A relatively simple embodiment of the invention is illustrated in FIG. 6. The outlet cross sections all have a rectangular shape here. A middle turbulence pipe layer 27 comprises three superimposed rows of turbulence pipes with a relatively large flow cross section. Additionally there exists an upper, one-row turbulence pipe layer 17 and an as well one-row lower turbulence pipe layer 37. The turbulence pipes of the two latter layers 17 and 37 have relatively small flow cross sections. The axial spacings between adjacent turbulence pipes are equal in all layers.

The embodiment illustrated in FIG. 7 corresponds essentially with that according to FIGS. 2 and 3. Differences exist only insofar as the outlets of the turbulence pipes in FIG. 7 are rectangular (as in FIG. 6) and that the middle turbulence pipe layer (as well as in FIG. 6) comprises only three rows of turbulence pipes.

According to FIG. 1, the direction of flow through the turbulence generator 4 and through the stock channel 10 is essentially horizontal. The invention is applicable also to headboxes that may have any other flow-out direction, for instance oblique or essentially vertically upward.

While this invention has been described as having a preferred design, the present invention can be further modified within the spirit and scope of this disclosure. This application is therefore intended to cover any variations, uses, or adaptations of the invention using its general principles. Further, this application is intended to cover such departures from the present disclosure as come within known or customary practice in the art to which this invention pertains and which fall within the limits of the appended claims.

Claims

1. A headbox for a machine for the manufacture of paper or cardboard from a flowing fibrous suspension, said headbox and said machine each having a width, said headbox comprising:

a turbulence generator, said turbulence generator comprising a plurality of turbulence pipes extending in the direction of flow of said fibrous suspension, said turbulence pipes being arranged in at least two layers and situated so that each of said layers extends substantially the width of said headbox and said machine, each of said turbulence pipes having a flow cross section, wherein the flow cross section of each pipe throughout the entire pipe length in one of said layers is smaller than the flow cross section of each pipe throughout the entire pipe length in an adjacent layer, the turbulence pipes in said one layer being arranged in at least two adjacent rows, each row extending substantially the width of said headbox; and

a stock channel for receiving said suspension from said turbulence generator, said stock channel extending substantially the width of said machine, said stock channel further including a flow out gap for said suspension.

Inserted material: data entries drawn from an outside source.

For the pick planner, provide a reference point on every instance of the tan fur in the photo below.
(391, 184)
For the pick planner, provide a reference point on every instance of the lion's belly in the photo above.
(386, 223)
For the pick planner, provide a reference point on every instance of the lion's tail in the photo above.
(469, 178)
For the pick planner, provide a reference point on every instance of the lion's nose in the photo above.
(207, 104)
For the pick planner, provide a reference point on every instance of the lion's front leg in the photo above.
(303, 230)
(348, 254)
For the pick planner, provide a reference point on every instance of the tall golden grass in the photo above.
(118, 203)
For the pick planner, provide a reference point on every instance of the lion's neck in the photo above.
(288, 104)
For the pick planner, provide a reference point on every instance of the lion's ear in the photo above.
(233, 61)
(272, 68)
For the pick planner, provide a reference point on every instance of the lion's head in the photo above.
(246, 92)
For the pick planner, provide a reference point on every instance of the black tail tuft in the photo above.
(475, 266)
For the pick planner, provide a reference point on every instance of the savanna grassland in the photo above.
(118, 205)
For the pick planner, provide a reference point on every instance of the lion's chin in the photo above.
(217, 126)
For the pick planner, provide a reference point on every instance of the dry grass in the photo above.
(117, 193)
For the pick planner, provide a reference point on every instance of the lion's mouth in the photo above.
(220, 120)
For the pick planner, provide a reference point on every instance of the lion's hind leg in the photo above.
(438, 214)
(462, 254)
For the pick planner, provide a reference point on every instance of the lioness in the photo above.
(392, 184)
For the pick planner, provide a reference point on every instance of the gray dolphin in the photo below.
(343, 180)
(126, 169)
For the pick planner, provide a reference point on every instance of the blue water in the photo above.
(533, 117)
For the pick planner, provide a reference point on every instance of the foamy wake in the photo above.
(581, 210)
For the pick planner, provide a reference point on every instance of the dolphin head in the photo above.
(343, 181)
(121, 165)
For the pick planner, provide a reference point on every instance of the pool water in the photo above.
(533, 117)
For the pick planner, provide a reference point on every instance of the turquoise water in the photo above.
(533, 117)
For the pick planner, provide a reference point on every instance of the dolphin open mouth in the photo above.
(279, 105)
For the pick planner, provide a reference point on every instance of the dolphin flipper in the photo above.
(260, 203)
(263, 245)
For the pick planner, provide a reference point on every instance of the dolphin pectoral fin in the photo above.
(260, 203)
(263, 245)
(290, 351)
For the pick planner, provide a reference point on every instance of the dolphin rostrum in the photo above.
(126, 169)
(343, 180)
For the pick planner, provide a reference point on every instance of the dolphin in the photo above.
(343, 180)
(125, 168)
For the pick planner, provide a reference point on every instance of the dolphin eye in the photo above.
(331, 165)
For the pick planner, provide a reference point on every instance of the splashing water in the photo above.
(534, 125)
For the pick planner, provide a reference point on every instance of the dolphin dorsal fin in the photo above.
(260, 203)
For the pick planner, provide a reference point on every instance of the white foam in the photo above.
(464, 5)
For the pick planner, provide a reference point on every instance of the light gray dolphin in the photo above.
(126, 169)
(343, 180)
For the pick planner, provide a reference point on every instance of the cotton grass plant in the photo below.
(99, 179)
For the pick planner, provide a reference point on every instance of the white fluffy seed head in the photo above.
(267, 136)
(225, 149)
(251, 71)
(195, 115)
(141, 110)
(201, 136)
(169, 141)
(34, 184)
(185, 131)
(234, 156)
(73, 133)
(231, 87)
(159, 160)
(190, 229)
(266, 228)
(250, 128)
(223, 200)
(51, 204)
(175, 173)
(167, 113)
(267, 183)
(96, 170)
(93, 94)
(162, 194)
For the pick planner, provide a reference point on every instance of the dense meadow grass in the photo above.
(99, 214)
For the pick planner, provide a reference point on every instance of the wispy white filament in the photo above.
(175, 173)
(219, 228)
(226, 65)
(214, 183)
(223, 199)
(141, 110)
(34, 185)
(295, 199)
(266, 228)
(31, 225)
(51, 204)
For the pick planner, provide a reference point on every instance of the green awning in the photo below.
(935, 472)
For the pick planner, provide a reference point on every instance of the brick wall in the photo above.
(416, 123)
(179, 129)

2. A headbox according to claim 1, in which said turbulence pipes have respective axes, wherein the spacing between the axes of two adjacent turbulence pipes in one of said layers is smaller than the spacing between the axes of two adjacent turbulence pipes in an adjacent layer.

3. A headbox according to claim 1, in which said turbulence pipes have respective axes, wherein the spacing between the axes of two adjacent turbulence pipes in one of said layers is equal to the spacing between the axes of two adjacent turbulence pipes in an adjacent layer.